Relationship Building
Formal networks within the solar energy industry are limited and fragmented. Between the public and private domain, across international boundaries, and even between industry players themselves, communication is limited. As a result, governments that have a strong interest in solar programs often have limited and inconsistent information regarding the costs and performance of the various solar technologies. From program creation through project execution, CCI convenes stakeholders, including technology developers,

material and component manufacturers, financial investors, and government officials, forging partnerships in the context of developing projects on scale that has never been previously attempted.

Strategic Planning and Assessment


A key part of our work is to advise governments on the policies and incentives necessary to stimulate the solar market and adopt our solar park model. We also prepare in-depth feasibility studies and assist in developing the plan to execute. Our research, analysis, and business modelling assess the technology and financing options, their related costs at different scales, and potential sites and transmission requirements.

Solar Energy Technologies


There are two main types of solar technology:

Photovoltaics (PV) use panels typically made of variations of semiconductor material, which capture and convert sunlight directly into electricity. A new variation of PV technology, called CVP, enhances the amount of sunlight directed onto a unit area of the semiconductor material by using a series of mirrors and lenses.

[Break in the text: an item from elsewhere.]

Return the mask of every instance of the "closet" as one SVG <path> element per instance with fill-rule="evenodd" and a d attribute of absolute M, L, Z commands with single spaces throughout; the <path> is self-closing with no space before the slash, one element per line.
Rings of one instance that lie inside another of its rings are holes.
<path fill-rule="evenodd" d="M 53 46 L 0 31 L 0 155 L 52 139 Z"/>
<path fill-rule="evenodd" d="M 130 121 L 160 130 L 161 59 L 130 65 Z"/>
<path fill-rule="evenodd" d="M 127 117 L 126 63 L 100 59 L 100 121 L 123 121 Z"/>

Concentrating solar power (CSP) technology, also known as "solar thermal," uses mirrors and/or lenses to concentrate sunlight, using the heat to generate electricity through conventional steam turbines or engines. Both PV and CSP emit no carbon and can supply a meaningful portion of electricity demand in countries with high levels of sunlight. Many solar technologies can be combined with various forms of storage facilities (for example, thermal storage in molten salt tanks) to provide a predictable, secure, and flexible energy source. By "oversizing" plants to exceed daytime electricity demand, companies can store the excess output and deploy the electricity around-the-clock or on an as-needed basis. Solar energy can be built readily on a large scale. For PV, there is significant and growing manufacturing capacity, with substantial potential for additional manufacturing capacity growth. For CSP, the various methods of capturing the suns heat are not particularly complex, nor difficult to maintain. The steam turbines and engines used to produce electricity are similar to those of a coal plant, and therefore are commercially available and present few uncertainties. Even so, successful plants require careful site selection, often with incremental transmission and other infrastructure investment required.

Solar Parks
Our approach centers on a model for solar parks in which multiple companies build optimally scaled solar plants on adjacent parcels of land. Because a solar plant incurs most of its lifecycle costs during construction, this approach lowers capital and construction costs by:

Combining purchasing power for raw materials, components, and construction/engineering services Allocating infrastructure costs and risks across a larger asset base Accelerating government permitting processes and shortening development time

In this context, we help governments evaluate costs and establish a turnkey set of incentives, permitting and financing mechanisms that create a stable and predictable investment environment. Governments with solar development efforts already underway still can adopt this model, either incorporating existing projects into the solar park, or simply granting these projects the same incentives.